Ana Cortez is fifteen, an orphan living in Los Angeles and being moved around the foster care system.  She's just been kicked out of her latest foster home, and has only one chance left before she is put into a group home: to become a farm trainee in Northern California for the summer.  Ana jumps at the chance to get out of L.A. and lands at the Garber farm run by Abbie and Emmett Garber.  Abbie is a whiz at cooking and has a pretty good business selling Garber produce, jams, pickles, preserves, and even hard cider to folks around the small town of Hadley.  Emmett runs the farm, and he's a bit taciturn and all business.  Ana is completely hopeless when it comes to working on the farm, but hopes to make it to her sixteenth birthday, so she can become emancipated.  Afraid to get too comfortable, she's a bit stand-offish with Abbie, who hopes time, good food, and a place to call home will help Ana find a sense of peace.  

Ana's character is pretty interesting.  She's a brilliant artist, and is never far from her sketchbook.  She's well spoken, smart, and very conscious that the wrong word will send her back to a group home in L.A.  She's hard on herself, and afraid to hope for a permanent home at the Garber farm.  Ana meets Rye, a local teen girl who can't wait to get out of Hadley and into the big world.  A quick bond forms, and both girls get into a bit of trouble as the summer progresses and Ana stays on the farm to finish school and help the Garbers.  And then there's the mysterious Cole, a popular kid who keeps trying to talk to Ana.
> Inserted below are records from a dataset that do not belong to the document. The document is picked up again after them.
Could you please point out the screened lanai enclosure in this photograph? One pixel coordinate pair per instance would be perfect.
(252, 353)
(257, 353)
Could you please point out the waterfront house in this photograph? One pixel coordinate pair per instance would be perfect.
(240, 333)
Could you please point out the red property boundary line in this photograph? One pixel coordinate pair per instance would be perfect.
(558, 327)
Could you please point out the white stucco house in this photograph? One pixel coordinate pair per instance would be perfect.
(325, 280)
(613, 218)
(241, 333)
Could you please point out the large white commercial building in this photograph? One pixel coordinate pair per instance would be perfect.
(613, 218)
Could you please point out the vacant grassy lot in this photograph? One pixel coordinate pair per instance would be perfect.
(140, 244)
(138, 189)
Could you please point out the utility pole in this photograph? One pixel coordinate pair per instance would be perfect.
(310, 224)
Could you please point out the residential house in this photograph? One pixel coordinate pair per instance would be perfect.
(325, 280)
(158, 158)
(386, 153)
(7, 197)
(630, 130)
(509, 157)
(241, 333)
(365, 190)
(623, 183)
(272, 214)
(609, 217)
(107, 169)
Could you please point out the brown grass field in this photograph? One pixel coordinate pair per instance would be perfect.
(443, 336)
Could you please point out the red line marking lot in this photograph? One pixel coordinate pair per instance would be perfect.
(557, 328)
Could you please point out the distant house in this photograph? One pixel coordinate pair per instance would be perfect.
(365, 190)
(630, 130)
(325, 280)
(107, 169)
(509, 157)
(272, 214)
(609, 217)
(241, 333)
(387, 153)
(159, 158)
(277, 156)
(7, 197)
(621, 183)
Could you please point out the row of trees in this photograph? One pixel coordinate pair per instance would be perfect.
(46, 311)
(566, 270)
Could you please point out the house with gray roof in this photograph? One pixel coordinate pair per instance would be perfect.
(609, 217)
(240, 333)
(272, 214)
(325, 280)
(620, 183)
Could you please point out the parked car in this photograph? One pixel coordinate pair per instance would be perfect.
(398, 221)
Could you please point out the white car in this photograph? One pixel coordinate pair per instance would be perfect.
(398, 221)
His connection to the Garber family creates tension and jeopardizes Ana's chance of having a permanent home with Abbie and Emmett. 

This was a different book for me to read.  I thought it felt like a teen novel, even though it is packaged as an adult novel.  Themes of abandonment, family, standing up for yourself, and recognizing love it all of its manifestations run through from beginning to end.  If there are more sequels to Ana's story, I'd probably pick them up.  I'd love to see her progress from a fifteen year old orphan finding a new family to a poised, confident young woman ready to experience what the world has to offer her.  

Enjoyable, quick read.  If you're a fan of Anne of Green Gables, by all means read this nod to a classic.  If you're unfamiliar with Anne, don't worry.  It's not necessary to know Anne's story in order to quickly get into Ana's world and cheer her on.  

Rating:  7/10 for a contemporary story about the difficulty of the foster care system in the U.S., as well as warm, not perfect-but flawed characters, and plenty of love and devotion to the small American farmer.   

Available in paperback and e book.

1 comment :

  1. I enjoyed this book as well and I agree that it definitely landed firmly in YA territory.